Now, in the example above, I invented a URI for both Wing's and Joe's. 
That's not good form, but it's more obvious to explain.  All that's
needed is a unique ID for that thing -- like the primary key in a
relational database.  A better thing might be:

   _:123141  instead of http://restaurantlist.org/Joes

and

   _:654123 instead of http://restaurantlist.org/Wings

Which seems to remove a bit of useful info, but it also separates
restaurantlist.org from the equation, and who says they're the official
URI for Wing's anyway?  There may be many or none: http://wings.cn/,
though being registered by someone else makes your database dependent on
the fact that they don't go global and become http://wings.com/; perhaps
this is your personal restaurant list, and being dependant on
restaurantlist.org to be "the" place to list restaurants is a little too
shaky: in fifty years, will they still be the place on the net to go
find food?  Or maybe this is Jane's Mom-and-pop diner, and they're not
net-saavy yet.  This isn't a problem: all one has to do is add another
statement:

   _:654123 hasHomepage http://www.wings.cn/
   _:654123 isOwnedBy urn:usssn:123-56-1234
   _:123141 isOwnedBy urn:usEIN:13976-45-12
   urn:usEIN:13976-45-12 hasHomepage http://restaurantsinc.biz

Now, one can query for "Wings" by homepage:  you can ask "find me the
menu for the restaurant who's homepage is http://www.wings.cn".  That's
not the same as asking "find me the menu for http://wings.cn", since
these are URIs, not URLs -- they're just names, not links.  A more
obvious case is Jane's diner: "find me the menu of the restaurant called
"Eat at Jane's" that is located in Tallahassee, FL" -- a good thing to
be able to ask, since Jane's has no URL, and so making an intelligent
and unique URI that's globally meaningful is not going to happen.
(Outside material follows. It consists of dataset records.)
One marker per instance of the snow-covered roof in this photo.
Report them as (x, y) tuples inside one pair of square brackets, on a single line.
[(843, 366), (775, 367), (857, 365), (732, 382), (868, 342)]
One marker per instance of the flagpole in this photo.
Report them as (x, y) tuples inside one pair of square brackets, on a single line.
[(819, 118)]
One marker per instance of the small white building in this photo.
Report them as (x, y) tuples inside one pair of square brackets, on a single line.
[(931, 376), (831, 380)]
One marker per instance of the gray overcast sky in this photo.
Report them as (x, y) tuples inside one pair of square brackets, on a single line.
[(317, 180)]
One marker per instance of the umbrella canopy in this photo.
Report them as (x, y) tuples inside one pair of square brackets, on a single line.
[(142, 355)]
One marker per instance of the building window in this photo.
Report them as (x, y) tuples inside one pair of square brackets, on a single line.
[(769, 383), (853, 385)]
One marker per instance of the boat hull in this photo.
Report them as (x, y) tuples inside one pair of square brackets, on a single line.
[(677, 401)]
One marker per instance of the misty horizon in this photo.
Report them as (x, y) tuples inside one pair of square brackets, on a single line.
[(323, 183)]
These is called "blank nodes" -- blank but unique spots in the
information space.  You can talk about them, but there's no single
handle to get ahold of them by -- just like in the real world.  One
person knows it as "the restaurant on the corner of main and third",
another knows it as "the restaurant jane runs", and another knows it by
the name they filed on their liquor license application.

There's a query language for all this: (well, several -- one is called
RDQL and another is Squish, shown here)

SELECT ?name, ?price
        FROM restaurants.nt
        WHERE
        (?x rdf::type wn::Restaurant)
        (?x fp::costsAbout ?price)
        (?x _::isCalled ?name)
        (?x fp::hasMenuItem ?c)
(?c rdf::type wn:EthnicCuisine)
        USING
        rdf for http://www.w3.org/1999/02/22-rdf-syntax-ns#
        fp for http://www.chefmoz.org/syntax#
        wn for http://xmlns.com/wordnet/1.6/
        _ for <>

The results?

    "Wing's Chinese Food" "$12"

I'm in the mood for chinese, so let's go eat at Wing's.